Mountainbiken in der Tiroler Zugspitz Arena: Weißensee, Mittersee, Blindsee – Drei Perlen am Fernpass
Der nächste Morgen ist noch taufrisch, da lockt der Speisesaal des Hotels mit frischen Säften, Müsli in allen Spielarten und selbst gemachten Waffeln. Ein Frühstück, das gute Laune einflößt. Es ist kurz nach acht, die meisten Gäste schlummern noch, als ich mein Rad aus der Garage schiebe. Ich will die frühe Stunde nutzen, um in einem der kristallklaren Bergseen zu baden.
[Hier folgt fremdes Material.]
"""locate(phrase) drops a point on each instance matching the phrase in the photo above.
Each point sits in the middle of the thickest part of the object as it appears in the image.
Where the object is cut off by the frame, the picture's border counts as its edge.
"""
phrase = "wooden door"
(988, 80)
Das mache ich nämlich genauso gerne wie Radfahren.
Der Weg führt erneut hinauf nach Biberwier, vorbei am idyllischen Weißensee, kreuzt den Fernpass und schlängelt sich nach etwa 10 Kilometern als schmale Asphaltstraße den Hang hinab. Erst als sich der Wald lichtet, erspähe ich das nahende Ziel. Türkisblau liegt er vor mir – der Blindsee – inmitten einer malerischen Gebirgslandschaft und eröffnet einen Blick auf die schroffen Felswände. Doch auch unter der Wasseroberfläche soll er spektakuläre Motive bergen: verkeilt wie Mikado-Stäbe liegen dort die Baumstämme, die eine Lawine einst in den Abgrund riss und den Blindsee zu einem wahren Tauch-Eldorado machen. Als wolle er sein Geheimnis wahren, lässt sein Name nichts von seiner enormen Sichtweite erahnen.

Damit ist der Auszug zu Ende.